A new investigation has accused employees at crypto trading platform Axiom of using private user data to make insider trades. Blockchain investigator ZachXBT published the report on February 26, 2026, claiming staff accessed internal tools to track user wallets and trade ahead of them.
According to the report, one of the main figures was Broox Bauer, a business development employee based in New York. The investigation claims he had access to dashboards that allowed him to search users by wallet address, referral code, or account ID. Leaked screenshots and recordings allegedly showed him discussing how he tracked wallets while trying to avoid detection.
The report said employees compiled lists of private wallets belonging to large traders and influencers. Some of the wallets reportedly matched data shared privately by those traders. Investigators believe this information could give employees an advantage by showing them which tokens major traders were buying or selling.
On-chain data also showed links between wallets connected to Bauer and heavy memecoin trading activity. Funds moved through multiple crypto exchanges, although the investigator said internal company records would be needed to fully confirm insider trading.

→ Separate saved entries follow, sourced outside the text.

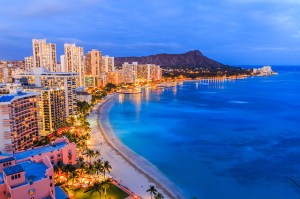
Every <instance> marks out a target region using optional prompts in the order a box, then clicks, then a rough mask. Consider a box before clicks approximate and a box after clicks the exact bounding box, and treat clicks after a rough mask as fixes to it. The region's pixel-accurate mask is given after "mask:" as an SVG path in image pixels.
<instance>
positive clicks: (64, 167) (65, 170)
mask: <svg viewBox="0 0 300 199" xmlns="http://www.w3.org/2000/svg"><path fill="white" fill-rule="evenodd" d="M75 170H76V167H75V166H73V165H71V164H67V165H65V166H64V167H63V171H64V172H65V173H66V177H67V179H69V174H70V173H72V172H75Z"/></svg>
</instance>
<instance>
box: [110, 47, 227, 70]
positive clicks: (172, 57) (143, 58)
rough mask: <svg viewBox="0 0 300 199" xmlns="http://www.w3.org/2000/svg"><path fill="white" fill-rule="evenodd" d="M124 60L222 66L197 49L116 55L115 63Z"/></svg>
mask: <svg viewBox="0 0 300 199" xmlns="http://www.w3.org/2000/svg"><path fill="white" fill-rule="evenodd" d="M124 62H129V63H131V62H138V63H139V64H157V65H160V66H162V67H171V68H192V67H209V68H220V67H224V66H225V65H224V64H221V63H219V62H217V61H214V60H212V59H210V58H208V57H206V56H204V55H203V54H202V53H201V52H200V51H199V50H193V51H188V52H186V53H183V54H166V53H163V54H157V55H150V56H143V57H116V58H115V65H116V66H121V65H122V64H123V63H124Z"/></svg>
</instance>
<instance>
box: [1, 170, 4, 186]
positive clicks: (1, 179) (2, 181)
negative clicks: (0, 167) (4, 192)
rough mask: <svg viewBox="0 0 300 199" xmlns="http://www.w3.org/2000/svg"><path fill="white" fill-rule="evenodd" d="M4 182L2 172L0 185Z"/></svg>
mask: <svg viewBox="0 0 300 199" xmlns="http://www.w3.org/2000/svg"><path fill="white" fill-rule="evenodd" d="M1 184H4V180H3V173H0V185H1Z"/></svg>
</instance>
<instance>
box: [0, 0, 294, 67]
mask: <svg viewBox="0 0 300 199" xmlns="http://www.w3.org/2000/svg"><path fill="white" fill-rule="evenodd" d="M72 2H75V3H72ZM139 2H141V1H139ZM299 8H300V2H298V1H296V0H287V1H285V2H281V1H278V0H262V1H258V0H244V1H237V0H217V1H214V2H209V1H206V0H204V1H201V2H199V1H196V0H193V1H189V2H184V3H183V2H181V1H179V0H175V1H171V0H165V1H163V2H160V1H151V2H148V1H142V3H140V4H136V2H135V1H132V0H127V1H113V2H109V1H107V0H101V1H96V0H76V1H70V0H65V1H63V2H61V1H59V0H52V1H50V0H46V1H43V2H40V1H36V0H29V1H26V2H24V1H17V0H15V1H10V2H6V4H5V5H3V7H2V9H3V12H2V13H0V24H1V25H0V44H1V45H0V59H5V60H13V59H18V60H23V59H24V57H26V56H30V55H31V54H32V44H31V41H32V39H33V38H46V39H47V42H49V43H56V47H57V55H58V56H59V55H62V54H63V44H64V43H76V45H77V46H82V47H84V52H85V53H86V52H87V51H89V50H91V49H99V50H101V51H102V52H103V54H109V55H111V56H114V57H120V56H147V55H152V54H159V53H176V54H180V53H184V52H186V51H189V50H194V49H198V50H200V51H201V52H202V53H203V54H204V55H206V56H208V57H209V58H212V59H214V60H216V61H219V62H221V63H224V64H229V65H239V64H245V65H255V64H270V65H274V64H279V65H282V64H283V65H286V64H292V65H297V64H299V62H300V60H299V59H298V57H299V55H298V54H299V53H300V47H298V46H299V44H300V22H299V21H297V19H298V18H299V17H300V12H299V10H300V9H299ZM93 19H95V20H93ZM157 22H159V23H157ZM16 49H17V51H16ZM57 61H59V60H57Z"/></svg>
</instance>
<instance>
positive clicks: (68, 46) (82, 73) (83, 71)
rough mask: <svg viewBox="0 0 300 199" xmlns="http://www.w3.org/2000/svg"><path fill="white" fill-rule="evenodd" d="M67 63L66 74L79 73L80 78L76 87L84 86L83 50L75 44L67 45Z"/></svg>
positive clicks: (82, 49)
mask: <svg viewBox="0 0 300 199" xmlns="http://www.w3.org/2000/svg"><path fill="white" fill-rule="evenodd" d="M64 51H65V62H64V68H65V70H66V72H73V73H78V74H79V78H78V80H77V81H76V86H77V87H79V86H84V54H83V48H82V47H78V46H76V45H75V44H65V45H64Z"/></svg>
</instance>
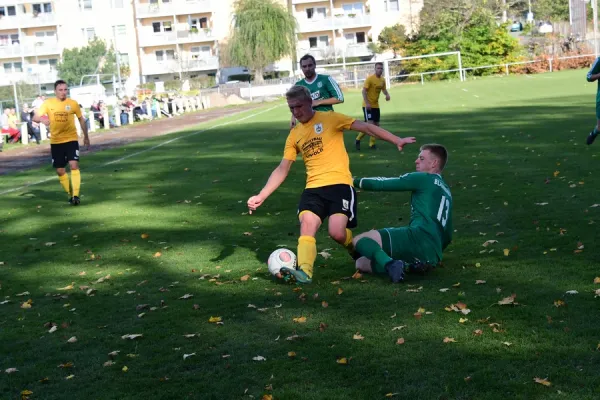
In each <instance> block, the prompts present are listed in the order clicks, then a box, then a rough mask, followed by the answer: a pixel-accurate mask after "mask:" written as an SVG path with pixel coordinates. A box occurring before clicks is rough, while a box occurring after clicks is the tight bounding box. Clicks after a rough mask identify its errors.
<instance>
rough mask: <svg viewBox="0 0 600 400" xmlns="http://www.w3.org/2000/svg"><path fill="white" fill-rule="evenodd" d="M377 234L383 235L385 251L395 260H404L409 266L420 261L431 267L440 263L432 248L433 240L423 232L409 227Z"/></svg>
mask: <svg viewBox="0 0 600 400" xmlns="http://www.w3.org/2000/svg"><path fill="white" fill-rule="evenodd" d="M377 232H379V234H380V235H381V245H382V246H381V247H382V248H383V251H385V253H386V254H387V255H388V256H390V257H392V258H393V259H394V260H402V261H404V262H405V263H408V264H413V263H415V262H417V261H419V262H422V263H425V264H430V265H436V264H437V263H438V262H439V261H440V257H439V256H438V253H437V252H436V251H435V250H434V249H432V248H431V247H432V245H431V239H430V238H429V237H428V236H426V234H425V233H423V232H419V231H418V230H416V229H411V228H408V227H402V228H383V229H379V230H377ZM380 268H381V267H380V266H379V265H377V266H376V267H375V269H376V270H378V269H380ZM377 272H385V271H377Z"/></svg>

The investigation also triggered unusual betting activity on Polymarket, a crypto prediction platform. Traders placed large bets predicting Axiom would be exposed. Two wallets reportedly turned around $60,000 into about $109,000 shortly after the report went public.

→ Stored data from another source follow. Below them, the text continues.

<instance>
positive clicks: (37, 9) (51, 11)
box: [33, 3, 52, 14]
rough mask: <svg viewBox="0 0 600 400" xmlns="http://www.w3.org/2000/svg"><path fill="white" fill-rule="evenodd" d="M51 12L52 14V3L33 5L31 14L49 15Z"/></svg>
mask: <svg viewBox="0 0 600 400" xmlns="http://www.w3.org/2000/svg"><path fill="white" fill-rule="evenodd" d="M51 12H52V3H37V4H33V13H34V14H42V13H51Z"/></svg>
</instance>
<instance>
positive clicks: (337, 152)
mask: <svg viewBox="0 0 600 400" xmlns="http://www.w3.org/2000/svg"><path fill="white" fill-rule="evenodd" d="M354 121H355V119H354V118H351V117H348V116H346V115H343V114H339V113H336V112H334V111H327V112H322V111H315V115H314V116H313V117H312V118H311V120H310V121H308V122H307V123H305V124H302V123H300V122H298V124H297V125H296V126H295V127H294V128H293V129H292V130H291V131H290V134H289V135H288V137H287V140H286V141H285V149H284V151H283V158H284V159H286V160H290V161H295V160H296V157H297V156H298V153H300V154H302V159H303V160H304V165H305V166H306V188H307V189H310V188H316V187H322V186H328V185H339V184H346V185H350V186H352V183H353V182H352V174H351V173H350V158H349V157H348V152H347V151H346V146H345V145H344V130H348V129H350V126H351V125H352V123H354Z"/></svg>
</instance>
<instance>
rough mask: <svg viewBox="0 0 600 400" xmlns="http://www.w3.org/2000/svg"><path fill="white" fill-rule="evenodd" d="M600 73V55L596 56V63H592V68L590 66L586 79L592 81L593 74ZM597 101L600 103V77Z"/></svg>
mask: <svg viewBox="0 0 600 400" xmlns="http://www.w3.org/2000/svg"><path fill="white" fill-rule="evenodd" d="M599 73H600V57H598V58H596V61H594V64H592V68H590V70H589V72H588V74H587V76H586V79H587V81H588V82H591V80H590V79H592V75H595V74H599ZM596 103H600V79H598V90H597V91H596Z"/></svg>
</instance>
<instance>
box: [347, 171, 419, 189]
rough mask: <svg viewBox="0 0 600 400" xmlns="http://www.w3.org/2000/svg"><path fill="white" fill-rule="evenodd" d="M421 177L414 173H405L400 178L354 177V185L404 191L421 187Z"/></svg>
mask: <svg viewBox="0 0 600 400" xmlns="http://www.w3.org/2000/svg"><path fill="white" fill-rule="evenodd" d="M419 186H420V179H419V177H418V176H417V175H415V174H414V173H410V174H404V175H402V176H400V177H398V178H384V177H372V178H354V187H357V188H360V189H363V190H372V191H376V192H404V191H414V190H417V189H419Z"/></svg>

Another bettor known as “predictorxyz” reportedly earned more than $411,000 after placing a bet when the odds were low. Analysts said the timing raised questions about whether some bettors had early access to non-public information.

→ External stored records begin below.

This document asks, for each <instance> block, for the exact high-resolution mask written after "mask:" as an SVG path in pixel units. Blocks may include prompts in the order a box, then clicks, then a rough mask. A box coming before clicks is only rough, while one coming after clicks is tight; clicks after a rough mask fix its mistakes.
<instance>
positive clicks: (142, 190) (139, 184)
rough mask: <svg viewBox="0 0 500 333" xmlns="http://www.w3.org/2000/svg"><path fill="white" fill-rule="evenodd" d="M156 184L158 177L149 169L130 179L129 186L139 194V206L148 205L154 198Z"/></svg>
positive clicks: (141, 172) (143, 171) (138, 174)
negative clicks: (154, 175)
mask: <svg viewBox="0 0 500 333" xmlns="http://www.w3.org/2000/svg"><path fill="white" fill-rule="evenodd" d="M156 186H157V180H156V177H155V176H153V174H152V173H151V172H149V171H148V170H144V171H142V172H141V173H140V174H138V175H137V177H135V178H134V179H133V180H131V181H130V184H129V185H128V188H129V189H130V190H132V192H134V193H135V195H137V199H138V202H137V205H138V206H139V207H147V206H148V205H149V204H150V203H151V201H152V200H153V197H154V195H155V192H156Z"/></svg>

Axiom responded to the allegations by saying it was “shocked and disappointed.” The company said it removed access to the tools involved and launched an internal investigation. It also promised to review its security systems and employee permissions.
The platform, founded in 2024, has grown quickly and reportedly generated hundreds of millions in revenue. The investigation has raised concerns about how crypto companies protect user data and prevent insider abuse.
It remains unclear whether authorities will take legal action. However, the case has already sparked debate about transparency, security, and trust in the fast-growing crypto industry.